Tottenham : From Riot to Riot10.08.2011 12:10 Uhr
I’m not a natural born Londoner, and most certainly not an authentic cockney born within hearing of Bow Bells. But a quarter of a century ago I moved to the city to work and ended up living in Tottenham. This was 1986 The Tory government reigned supreme having defeated the miners strike the year before. The weekend I moved in US planes bombed Libya, nothing much has changed you can see, and with a decent chunk of radical London I went down to Grosvenor Square to protest. We sat in the road, blockaded Oxford Street and ended up being manhandled by the police. I dusted myself down and looked forward to London life.
Tottenham in 1986 was only known for two things. First the Broadwater Farm riots a year earlier which had ended with a British bobby being hacked to death with a machete. This most notorious episode of public disorder had stained the reputation of where I was living. Second, our football club, the delightfully named Tottenham Hotspur FC. This was at the club of the soon to be most famous English footballer of the late 1980s, Paul Gascoigne. Gazzamania was an early version of Becks’ celebrity status. And five years after I moved to Tottenham Spurs lifted the FA Cup thanks to Gazza’s glorious semi-final goal against our rivals Arsenal in the red half of North London. I joined the celebrations outside the Town Hall and bought my Spurs season ticket the next day. I’ve sat in the same seat, West Stand Lower, Block 12 ever since.

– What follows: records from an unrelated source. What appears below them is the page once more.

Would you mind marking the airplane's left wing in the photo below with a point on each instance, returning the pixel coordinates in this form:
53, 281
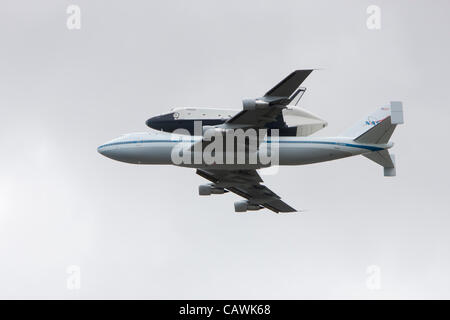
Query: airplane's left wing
247, 184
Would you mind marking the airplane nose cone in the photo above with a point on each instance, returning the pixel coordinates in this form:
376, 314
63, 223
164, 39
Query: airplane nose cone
103, 150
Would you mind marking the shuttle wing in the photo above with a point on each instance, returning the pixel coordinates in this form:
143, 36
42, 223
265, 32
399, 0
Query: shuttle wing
268, 108
247, 184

Tottenham, like the rest of London is incredibly multicultural. There is a popular cosmopolitanism about the city, the anti-Muslim right and the fascist fringe which are a potent force in other parts of Europe have no traction here. But it is too easy to assume therefore all is well. A social segregation exists founded on old fashioned models of poverty and class. Travel round the city by bus outside the West End tourist trail like I do northwards on my way home to city. My bus journeys are full of the mainly black poor, entirely disconnected from the political process, with little or no share in the wealth and career opportunities London proffers to some, but most certainly not all.